Churchill Closes $1.5B Oversubscribed Co-Investment Fund
Churchill Asset Management has announced the final close of Churchill Co-Investment Fund II at its $1.5 billion hard cap, significantly exceeding initial targets amid strong investor interest. The oversubscribed fund will back equity co-investments alongside private equity sponsors in U.S. middle market companies.
The new vehicle is nearly 3.5x the size of Churchill’s inaugural co-investment fund, which closed in 2021 with $440 million. In addition to its increased scale, Fund II marks a meaningful shift in investor composition—with approximately 20% of commitments coming from Churchill’s wealth platform, reflecting growing appetite from high-net-worth individuals for private market access.
“Individual investors are increasingly focused on growing their exposure to alternative investment strategies, and the success of the fund in the wealth channel underscores the strong demand we’re seeing from high-net-worth investors for differentiated private capital opportunities,” said Moshe Bajnon, global head of Private Wealth and co-head of Investor Solutions Group at Churchill.
In addition to strong participation from the private wealth channel, Churchill Co-Investment Fund II attracted commitments from a broad base of institutional investors, including sovereign wealth funds, public and corporate pensions, insurance companies, fund of funds, foundations, asset managers and family offices.

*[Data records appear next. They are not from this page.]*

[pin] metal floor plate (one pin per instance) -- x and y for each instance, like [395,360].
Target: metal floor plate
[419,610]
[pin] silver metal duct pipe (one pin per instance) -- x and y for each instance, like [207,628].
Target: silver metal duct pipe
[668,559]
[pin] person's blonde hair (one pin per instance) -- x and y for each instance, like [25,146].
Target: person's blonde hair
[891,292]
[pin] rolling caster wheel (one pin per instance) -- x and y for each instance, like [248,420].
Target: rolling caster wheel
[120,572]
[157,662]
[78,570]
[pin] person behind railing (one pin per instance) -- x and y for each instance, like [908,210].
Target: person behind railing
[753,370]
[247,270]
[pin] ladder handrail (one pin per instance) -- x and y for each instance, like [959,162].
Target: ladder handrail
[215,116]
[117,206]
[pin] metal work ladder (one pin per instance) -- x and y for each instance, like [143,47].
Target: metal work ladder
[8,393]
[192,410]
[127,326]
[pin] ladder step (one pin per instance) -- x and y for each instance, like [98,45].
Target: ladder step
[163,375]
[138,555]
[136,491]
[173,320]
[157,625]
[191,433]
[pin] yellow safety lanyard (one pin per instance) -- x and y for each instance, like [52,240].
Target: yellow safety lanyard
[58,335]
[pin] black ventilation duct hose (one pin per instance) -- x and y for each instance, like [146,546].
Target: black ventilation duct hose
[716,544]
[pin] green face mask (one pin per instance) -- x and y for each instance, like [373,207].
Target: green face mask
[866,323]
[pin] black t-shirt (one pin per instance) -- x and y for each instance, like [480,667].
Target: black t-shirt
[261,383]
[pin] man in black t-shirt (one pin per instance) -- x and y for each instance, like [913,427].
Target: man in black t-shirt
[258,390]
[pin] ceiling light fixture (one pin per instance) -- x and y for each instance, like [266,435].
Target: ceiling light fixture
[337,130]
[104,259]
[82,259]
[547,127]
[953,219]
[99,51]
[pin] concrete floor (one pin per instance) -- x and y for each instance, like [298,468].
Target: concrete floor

In March, the Nuveen investment specialist focused on private capital, announced the close of its third collateralized fund obligation (CFO), NPC SIP 2024-1, also referred to as the “Long Duration Bond” (LDB) at $750 million.
Churchill, a New York-based firm, has invested over $11 billion in more than 280 private equity funds since its inception, committing over $1 billion annually to U.S. middle market private equity.